I’ve been writing posts about my medical crisis, my re-birthday, and my goals for the upcoming year. I have written one goal per post (as is my wont to talk endlessly about the smallest minutiae), and we’ll see if I continue that in this post. Yesterday, I talked about learning new weapons forms in Taiji because I haven’t in some time.
Today, I want to talk about my mental health (Taiji and Bagua would fit here as well). It has been on a slow, but steady decline since the second anniversary of my re-birth. In the last post, I outlined some of the reasons why, but I want to dive more deeply into that.
One of the biggest issues is that while I had a life-changing event, that didn’t stop life from happening. It also didn’t completely change me. I mean, there was a change to my core. How could there not be when I died twice? That leaves a stamp on your soul that you can’t erase. At least, I cannot. Nor would I want to erase it. I have said that while it was traumatic (of course), it was also the best thing to happen to me.
Side note: This is one of the books I’ve toyed with writing. A joke self-help book in which the only advice is to try dying and coming back again. I just don’t know if I have enough to make it last for a whole book. I can carry a joke far, but how far?

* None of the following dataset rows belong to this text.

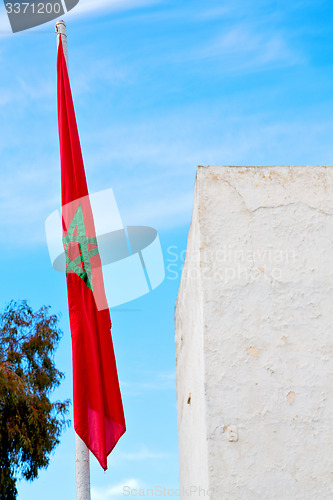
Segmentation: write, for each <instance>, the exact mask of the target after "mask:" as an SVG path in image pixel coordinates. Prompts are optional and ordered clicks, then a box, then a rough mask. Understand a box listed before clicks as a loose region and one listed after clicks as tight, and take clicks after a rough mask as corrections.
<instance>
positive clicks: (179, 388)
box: [176, 167, 333, 500]
mask: <svg viewBox="0 0 333 500" xmlns="http://www.w3.org/2000/svg"><path fill="white" fill-rule="evenodd" d="M176 350H177V404H178V427H179V454H180V485H181V490H182V499H185V498H189V497H190V498H203V497H204V493H206V497H205V498H210V499H211V500H236V499H244V500H250V499H263V500H266V499H270V500H271V499H277V500H283V499H288V500H290V499H292V500H294V499H295V500H296V499H299V500H307V499H309V500H314V499H331V498H333V168H331V167H199V168H198V173H197V181H196V188H195V198H194V208H193V219H192V224H191V230H190V233H189V238H188V248H187V255H186V260H185V267H184V271H183V276H182V280H181V285H180V290H179V295H178V300H177V306H176ZM199 488H201V490H200V491H199ZM207 490H208V492H209V495H208V496H207ZM190 492H191V493H192V494H191V495H189V493H190Z"/></svg>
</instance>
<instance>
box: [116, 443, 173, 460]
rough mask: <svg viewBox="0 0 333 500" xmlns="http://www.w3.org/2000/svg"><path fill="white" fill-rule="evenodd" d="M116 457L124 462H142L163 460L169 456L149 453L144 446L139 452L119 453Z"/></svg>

Back to my mental health. My depression is probably back up to 60% of what it used to be.
Interjection: I have struggled with chronic and deep depression since I was seven. It lifted by roughhly 90% when I died. Twice. And came back twice. Then it steadily went up again. (My anxiety dropped to 40% and is now back up to 60% or so.) Here’s the thing, though. As I mentioned in a recent post, I had a shitty run of several months in which there was a steady drip of negative things happening to me–ranging from trivial and irritating to devastating and heartbreaking.
Which brings me back to my mental health.
Taiji (and now Bagua) has kept my mental health issues under control for fifteen years. Taiji has saved my life, even if it’s metaphorical. I mean, it literally saved my life during my medical crisis, but it metaphorically did it for years before that.